Reflection Sample
During a daytime call for an elderly patient with shortness of breath, I prepared to administer a medication that was clinically indicated. During my final check, I realized I had selected the incorrect concentration from the medication kit. The medication was not administered, and the error was caught before it reached the patient.
At the time, my thinking was focused on managing the patient’s respiratory distress while coordinating transport and responding to multiple questions from family members. I was prioritizing speed and patient comfort and believed I was following my usual medication preparation routine.
Several factors influenced the situation. The call occurred near the end of a long shift, and I was experiencing cognitive fatigue. The medication packaging for different concentrations was similar in appearance, and the kit layout required searching across compartments. There was also moderate time pressure due to concerns about patient deterioration.
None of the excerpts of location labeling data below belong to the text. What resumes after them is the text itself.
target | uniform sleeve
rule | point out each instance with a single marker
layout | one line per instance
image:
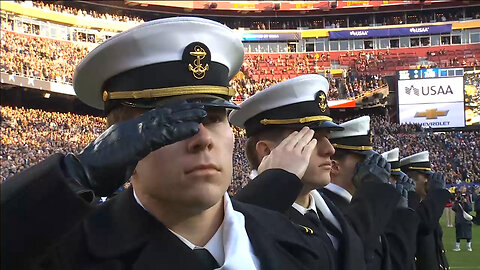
(431, 209)
(401, 234)
(273, 189)
(370, 210)
(38, 208)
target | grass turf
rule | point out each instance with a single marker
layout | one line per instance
(463, 259)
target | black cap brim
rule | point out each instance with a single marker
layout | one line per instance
(326, 125)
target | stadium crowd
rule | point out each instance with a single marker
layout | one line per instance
(315, 22)
(51, 6)
(41, 58)
(31, 135)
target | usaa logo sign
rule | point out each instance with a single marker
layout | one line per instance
(429, 90)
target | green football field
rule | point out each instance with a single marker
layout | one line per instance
(461, 259)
This event reinforced the importance of deliberately slowing down during medication preparation, especially when cognitive load is high. It highlighted how easily routine tasks can be affected by fatigue and environmental distractions.
In the future, I will consciously pause and perform a standardized final check before medication administration, regardless of time pressure. From a system perspective, clearer visual differentiation of medication concentrations and a more standardized kit layout could reduce the risk of similar near misses. I believe sharing events like this supports learning and strengthens patient safety for everyone.